Hey there, time traveller!
This article was published 14/12/2013 (990 days ago), so information in it may no longer be current.
By all rights, Manitoba Opera shouldn't exist.
The 41-year-old cultural institution operates the most expensive art form in the smallest Canadian opera market, where the household income is one of the lowest in the country. Then it has had to contend with the freakish programming vice in which only nine operas in the entire canon can be counted on to be box-office winners.
More indicative of its prolonged survival struggle is that MO has been continuously in debt since 1984. That's 30 years.
It has ended a season in the black only six times in its existence.
"It is astonishing; there is nothing else to say," says MO general director Larry Desrochers. "I don't think there is any arts organization in the country that has had this track record and still operates."
Desrochers, who last month began his 14th year at the MO helm, has always worked in red ink. The deficit was $654,000 when he took over and has been whittled down to $59,000, the least the company has owed since 1990.

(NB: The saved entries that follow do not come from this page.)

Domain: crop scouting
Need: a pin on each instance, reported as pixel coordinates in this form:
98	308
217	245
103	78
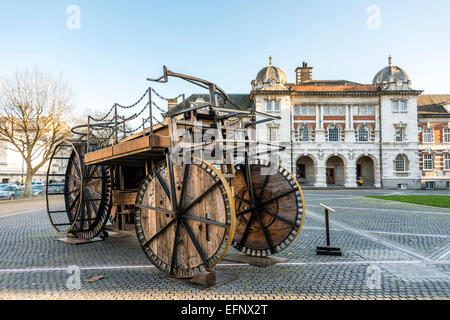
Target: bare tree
34	109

That glacial rate of improvement has not silenced questions about whether Winnipeg can afford a professional opera company.
"We are the Jets of 1995," says Desrochers, referencing the National Hockey League team Winnipeg lost owing to unworkable economic forces facing small markets franchises. "If we want to be Jets of 2013, we need to rally support."
To that end, Desrochers and MO staff spent a busy summer conducting online surveys, monitoring professionally facilitated discussions with patrons about the company's options and huddling individually with deep-pocketed donors. The organization would not have endured this long if not for the exceptional tenacity of opera-lovers, the generosity of private benefactors and the timely provincial government aid, but the current business model is not viable.
"It's not sustainable if we don't do anything, but the point is that it's never been sustainable," says Desrochers. "We operate a company in a province of 1.2 million people. If we sell out a show of 6,000 seats, that means we have to reach one-half of one per cent of the entire province. If you are in Alberta or B.C. you only have to reach 0.15 or 0.1 in Ontario."
The new input revealed patrons were not interested in radical change but strongly supported the status quo of two full-scale MO productions per season. To offer anything less would immediately trigger the departure of 35 per cent of its subscribers and a similar decline in donations.
That thrusts MO back into its programming squeeze. Winnipeg audiences desire the beautiful melodies and familiar tunes of the tried and true repertoire: Aida, La Bohème, Carmen, Madame Butterfly, The Barber of Seville, The Marriage of Figaro, Turandot and The Magic Flute. Presenting titles other than these moneyspinners -- most by European composers from the 18th, 19th and early 20th centuries -- means drawing little more than half houses.
The latest example is season-opener Don Pasquale, which MO management hoped would lasso large audiences with a crowd-pleasing Wild West setting, but it drew a disappointing 53 per cent of capacity, seven per cent below the budgetary goal. The so-so financial performance was no surprise and it's the reason the Donizetti comedy was paired this season with the ever-popular La Bohème, which is targeted to play to 81 per cent capacity in April. It did 86 per cent last time in 2006.
MO's 2013-14 playlist is an example of the current programming model: anchor the season with one of the nine sure things that will appeal to the 30 per cent of new subscribers this season, while partnering the mainstay with something more rarely staged. This placates a knowledgable hardcore of MO subscribers who can't stand the thought of seeing Carmen here for a seventh time.
"They say, 'I will pay more for my ticket' if we do that, but the casual ticket buyer won't," Desrochers says. "We gave 1,000 tickets away to Don Pasquale and they were snapped up. Maybe free is not the operating model, but maybe $25 is. We will be revising ticket prices to make it more accessible for lesser-known operas. We are trying to remove the financial barrier."
A new pricing policy for more challenging operas would encourage attendance and counter the common perception that the 400-year-old art form is elitist. But it wouldn't significantly help the MO bottom line.
If earned revenue (ticket sales) can't be increased significantly then cultural groups have to find a lot more contributed revenue (government grants, corporate sponsorships and individual giving). With government support flat-lined and few national head offices in the city, the last hope is boosting private donations.
"One of my colleagues says we are moving from being a ticket-selling organization to a fundraising organization," says Desrochers. "I feel the same way. We took in a little less in ticket sales last year than we did in fundraising."
MO amassed $600,000 in donations last year and he says he thinks that adding another $350,000 to $400,000 annually would stabilize the organization. That seems to be the current formula for opera-company success in North America.
"That's how everyone is doing it," says Desrochers. "If there is not going to be more public money, the community then needs to help itself."
That's why MO is trying to be upfront with its patrons and plan together for the future, rather than coming to them at the last minute when caught by surprise that a show didn't sell well.
Desrochers is convinced that opera-loving Winnipeggers will rally around the cultural institution, just as hockey fans did for the Jets. Those who love opera the most will be depended upon to ensure its future in the city.
"We have to go to our donors because there are only two options," he says. "One is you ask and try, or you don't. My job is to try."